Stash your half of assets now.
Anonymous
You only live once. Every day is a purchase you can't get a refund on
Anonymous
Anonymous wrote:
Anonymous wrote:Community college pays like 10k/class...


My husband teaches an advanced engineering class at a university nesr here it's around 5k for the class. It's more a hobby than anything. His full time employer supports it because it's a recruiting benefit for them.


If it's autopilot curriculum with no grading duties, $5k/semester isn't bad.
Anonymous
Anonymous wrote:You only live once. Every day is a purchase you can't get a refund on


That's fine is this were a stable full-time job for 105k, but the numbers aren't adding up because "teach a couple of classes" sounds like adjunct, which is no benefits and you can be dropped at the last minute. OP hasn't answered what she earns and if she can provide insurance.
Anonymous
Anonymous wrote:
Anonymous wrote:
Anonymous wrote:Community college pays like 10k/class...
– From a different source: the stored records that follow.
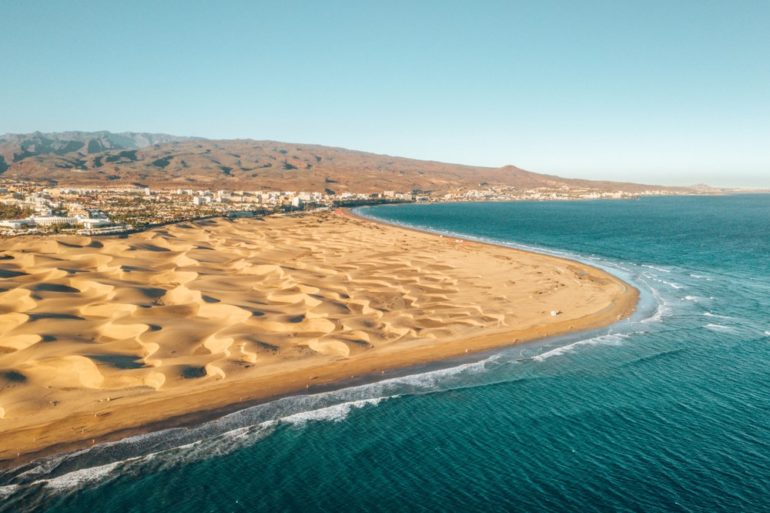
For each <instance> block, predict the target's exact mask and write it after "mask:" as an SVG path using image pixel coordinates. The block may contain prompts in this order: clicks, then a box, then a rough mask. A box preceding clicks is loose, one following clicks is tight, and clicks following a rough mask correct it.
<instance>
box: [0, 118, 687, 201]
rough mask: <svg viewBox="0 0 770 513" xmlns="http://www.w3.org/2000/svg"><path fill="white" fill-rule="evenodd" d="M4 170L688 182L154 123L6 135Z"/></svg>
mask: <svg viewBox="0 0 770 513" xmlns="http://www.w3.org/2000/svg"><path fill="white" fill-rule="evenodd" d="M0 177H4V178H9V179H15V180H30V181H35V182H46V183H50V184H52V185H62V186H127V185H131V186H150V187H182V188H217V189H250V190H308V191H309V190H316V191H320V190H334V191H335V192H345V191H350V192H375V191H382V190H397V191H414V190H420V191H433V192H441V191H449V190H456V189H475V188H483V187H515V188H551V189H554V188H580V189H589V190H597V191H607V190H618V191H624V192H640V191H643V190H660V191H672V192H673V191H679V192H681V191H684V190H689V189H688V188H683V187H667V186H660V185H644V184H636V183H629V182H610V181H595V180H584V179H574V178H562V177H559V176H556V175H551V174H542V173H536V172H532V171H527V170H524V169H521V168H518V167H516V166H513V165H508V166H503V167H499V168H495V167H485V166H472V165H465V164H452V163H445V162H439V161H433V160H418V159H411V158H406V157H398V156H392V155H383V154H377V153H371V152H366V151H360V150H351V149H347V148H341V147H331V146H322V145H316V144H304V143H290V142H281V141H272V140H253V139H225V140H217V139H205V138H199V137H179V136H174V135H168V134H159V133H147V132H119V133H114V132H109V131H98V132H85V131H68V132H55V133H43V132H33V133H31V134H4V135H2V136H0Z"/></svg>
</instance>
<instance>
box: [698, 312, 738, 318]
mask: <svg viewBox="0 0 770 513" xmlns="http://www.w3.org/2000/svg"><path fill="white" fill-rule="evenodd" d="M703 315H704V316H705V317H712V318H714V319H733V318H734V317H730V316H729V315H720V314H715V313H714V312H703Z"/></svg>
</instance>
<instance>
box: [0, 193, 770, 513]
mask: <svg viewBox="0 0 770 513" xmlns="http://www.w3.org/2000/svg"><path fill="white" fill-rule="evenodd" d="M363 213H364V214H365V215H375V216H377V217H380V218H383V219H388V220H390V221H392V222H397V223H404V224H409V225H412V226H419V227H424V228H430V229H433V230H436V231H441V232H444V233H462V234H465V235H469V236H472V237H476V238H480V239H483V240H492V241H496V242H500V243H508V244H512V245H517V246H522V245H523V246H527V247H535V248H542V249H545V250H548V251H551V252H554V253H556V254H562V255H565V256H572V257H576V258H580V259H582V260H585V261H588V262H590V263H593V264H594V265H598V266H601V267H603V268H606V269H609V270H611V271H612V272H615V273H616V274H618V275H619V276H621V277H623V278H625V279H627V280H630V281H632V282H633V283H634V284H636V285H637V286H638V287H639V288H640V289H641V290H642V293H643V304H642V306H641V308H640V311H639V313H638V314H637V315H636V316H635V317H634V318H633V319H632V320H630V321H625V322H622V323H619V324H617V325H615V326H613V327H611V328H609V329H607V330H600V331H598V332H594V333H590V334H583V335H579V336H573V337H566V338H563V339H559V340H552V341H546V342H543V343H536V344H527V345H524V346H520V347H515V348H512V349H510V350H507V351H503V352H498V353H494V354H492V355H488V356H486V357H484V358H483V359H482V360H481V361H476V362H465V363H462V364H459V365H455V366H453V367H450V368H444V369H432V370H423V371H421V372H417V373H415V374H412V375H407V376H400V377H391V378H389V379H387V380H384V381H381V382H378V383H373V384H367V385H360V386H356V387H349V388H346V389H344V390H339V391H336V392H328V393H324V394H317V395H313V396H299V397H294V398H286V399H282V400H280V401H275V402H273V403H269V404H266V405H261V406H257V407H254V408H250V409H248V410H244V411H242V412H238V413H235V414H232V415H229V416H227V417H224V418H222V419H219V420H217V421H214V422H210V423H206V424H203V425H201V426H197V427H195V428H189V429H176V430H169V431H164V432H160V433H155V434H152V435H145V436H141V437H136V438H133V439H130V440H127V441H124V442H121V443H116V444H110V445H105V446H101V447H97V448H95V449H91V450H89V451H84V452H82V453H80V454H77V455H71V456H66V457H61V458H57V459H53V460H50V461H48V462H45V463H44V464H42V465H31V466H29V467H27V468H24V469H19V470H17V471H15V472H10V473H6V474H5V475H3V476H0V511H24V510H48V511H60V512H70V511H72V512H74V511H87V510H89V509H90V510H98V511H137V512H138V511H143V512H144V511H166V510H169V509H171V508H173V510H174V511H177V512H187V511H190V512H193V511H195V512H198V511H340V510H366V511H393V510H399V511H435V510H447V511H450V510H458V511H512V510H519V511H565V510H571V511H617V510H634V511H764V510H766V509H767V504H770V371H768V362H770V315H769V314H770V196H767V195H753V196H735V197H713V198H684V197H682V198H653V199H643V200H637V201H591V202H588V201H581V202H548V203H530V202H519V203H492V204H484V203H479V204H445V205H401V206H388V207H377V208H371V209H364V210H363Z"/></svg>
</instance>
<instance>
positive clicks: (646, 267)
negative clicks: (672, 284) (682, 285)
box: [642, 264, 671, 273]
mask: <svg viewBox="0 0 770 513" xmlns="http://www.w3.org/2000/svg"><path fill="white" fill-rule="evenodd" d="M642 267H646V268H647V269H652V270H654V271H660V272H662V273H670V272H671V269H665V268H663V267H656V266H654V265H649V264H642Z"/></svg>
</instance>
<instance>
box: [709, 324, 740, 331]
mask: <svg viewBox="0 0 770 513" xmlns="http://www.w3.org/2000/svg"><path fill="white" fill-rule="evenodd" d="M704 328H706V329H708V330H711V331H720V332H722V333H733V332H735V328H731V327H730V326H724V325H722V324H714V323H709V324H706V325H705V326H704Z"/></svg>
My husband teaches an advanced engineering class at a university nesr here it's around 5k for the class. It's more a hobby than anything. His full time employer supports it because it's a recruiting benefit for them.


If it's autopilot curriculum with no grading duties, $5k/semester isn't bad.


Why wouldn't there be grading? Plus, nowadays you have to put everything online, enter grades and attendance, send out periodic warnings to students who are in danger of failing, etc. It's like the onus is on the professor to make the kids pass.